Renegade - 4 months ago 5x
Python Question

# Python displaying ints as long?

So here are two functions for finding the prime factors of a number.
Credits: Triptych
http://stackoverflow.com/a/412942/6211963

``````def prime_factors1(n):
"""Returns all the prime factors of a positive integer"""
factors = []
d = 2
while n > 1:
while n % d == 0:
factors.append(d)
n /= d
d = d + 1

return factors

def prime_factors2(n):
"""Returns all the prime factors of a positive integer"""
factors = []
d = 2
while n > 1:
while n % d == 0:
factors.append(d)
n /= d
d = d + 1
if d*d > n:
if n > 1: factors.append(n)
break
return factors
``````

Obviously the second code runs a lot faster, but why does it output the largest factor as long-type rather than int?

``````>>> prime_factors1(65126264424)
[2, 2, 2, 3, 13, 29, 7197863]

>>> prime_factors2(65126264424)
[2, 2, 2, 3, 13, 29, 7197863L]
``````

The difference is the following.

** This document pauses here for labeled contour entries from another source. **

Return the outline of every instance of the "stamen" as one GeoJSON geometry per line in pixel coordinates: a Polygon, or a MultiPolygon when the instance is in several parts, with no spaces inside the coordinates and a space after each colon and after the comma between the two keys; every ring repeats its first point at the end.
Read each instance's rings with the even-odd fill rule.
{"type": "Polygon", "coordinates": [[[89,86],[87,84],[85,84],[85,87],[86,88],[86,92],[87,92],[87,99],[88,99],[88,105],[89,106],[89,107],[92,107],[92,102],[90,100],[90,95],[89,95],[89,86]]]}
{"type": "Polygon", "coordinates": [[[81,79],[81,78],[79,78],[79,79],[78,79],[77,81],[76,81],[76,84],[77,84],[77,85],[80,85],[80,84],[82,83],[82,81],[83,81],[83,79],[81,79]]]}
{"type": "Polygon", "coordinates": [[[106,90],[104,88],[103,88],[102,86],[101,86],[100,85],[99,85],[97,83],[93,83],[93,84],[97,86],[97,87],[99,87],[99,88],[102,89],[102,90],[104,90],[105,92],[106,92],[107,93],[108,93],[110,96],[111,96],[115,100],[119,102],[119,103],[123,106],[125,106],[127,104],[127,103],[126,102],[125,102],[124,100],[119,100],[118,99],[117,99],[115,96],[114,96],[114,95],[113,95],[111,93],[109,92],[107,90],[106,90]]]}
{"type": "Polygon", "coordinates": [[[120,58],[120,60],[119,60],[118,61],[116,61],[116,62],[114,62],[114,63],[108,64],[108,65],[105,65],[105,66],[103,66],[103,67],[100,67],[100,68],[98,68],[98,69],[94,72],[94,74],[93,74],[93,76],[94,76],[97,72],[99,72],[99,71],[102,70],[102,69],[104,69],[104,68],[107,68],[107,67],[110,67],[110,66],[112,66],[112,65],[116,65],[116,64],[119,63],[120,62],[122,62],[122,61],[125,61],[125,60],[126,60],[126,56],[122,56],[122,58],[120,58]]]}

In `prime_factors1(n)`, the last factor is appended here:

``````while n > 1:
while n % d == 0:
factors.append(d)
``````

where `d` starts out at `2` (definitely an `int` no matter which runtime), grows via `d = d + 1` (addition of two `int`) and - when it is appended as a factor - stands at `7197863` (still an `int`).

In `prime_factors2(65126264424)`, however, you append the last factor here:

``````if d*d > n:
if n > 1: factors.append(n)
``````

where `n` starts out at `65126264424` and shrinks via `n /= d`. This will not change the type of `n` if it starts out as a `long` (if `n` is a `long` and `d` is an `int`, the result will still be a `long` no matter how small). The question therefore becomes: Is `65126264424` a `long`?

1. In a 32-bit runtime, you typically have 32-bit integers that max out at `(2**31 - 1)` or `2147483647` which is smaller than `65126264424`.
2. In a 64-bit runtime, you typically have 64-bit integers that max out at `(2**63 - 1)` or `9223372036854775807` which is bigger than `65126264424`.
See the output of `sys.maxint` and it should be smaller than `65126264424`.